Larry Lessig interview on “Remix Culture”

Intro:

What do you get when you mix P2P, inexpensive digital input devices, open source software, easy editing tools, and reasonably affordable bandwidth? Potentially, you get what Lawrence Lessig calls remix culture: a rich, diverse outpouring of creativity based on creativity. This is not a certain future, however. Peer-to-peer is on the verge of being effectively outlawed. Continuation of the current copyright regime would mean that vast quantities of creative content will be forever locked away from remix artists. Read the entire article here…

Here’s a great snippet from the interview:

Koman: When we spoke a couple of years ago, you talked a lot about how things like DRM technologies allow copyright holders to expand their effective rights to limit use of content, even though legally those rights have not been ceded to copyright holders. How does that look to you now?

Lessig: That problem hasn’t changed, and I think it’s in fact gotten more urgent because there seems to be a settlement that’s been struck in this battle, a settlement that we’re going to have very strong DRM and very liberal fair use. But by “”fair use,”" what people mean is the right to make free copies so long as you use them within your home. Now I don’t think that’s the most important part of what fair use is–that kind of fair use is exactly not the kind that remix culture needs.

When this settlement gets implemented through technology, what that means is that the technology will have erased the opportunity to use this content in the remix way and therefore destroy the opportunity to explode the potential of this technology to change the way people communicate and spread their communication.

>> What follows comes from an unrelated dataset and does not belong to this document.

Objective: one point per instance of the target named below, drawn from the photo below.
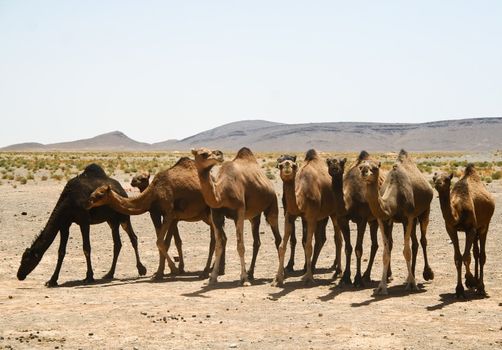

I’m constantly seeking ways to express this in metaphors, and one that struck me recently was, imagine a group of butchers who’ve spent their lives dealing with cut-up meat. That’s the way they understand how to make money, to cut up meat and sell it in the most efficient way. And then they come across a racehorse and, of course, their first intuition is, here’s a valuable resource–we’ll cut it up and sell it in bits. But all of us recognize that the racehorse is more valuable without being ground into this system of butchery if it gets to be used in this different way.

And that’s the way I think we should think about our culture. Their conception of how to make money off the culture is to cut it up and sell it like pieces of dead meat. And that’s of course valuable for butchers, but it’s not clear it’s valuable for society. If all content is locked in these little separate containers and you have to seek permission to do anything with it, then a huge potential, both economic and social, will have been lost.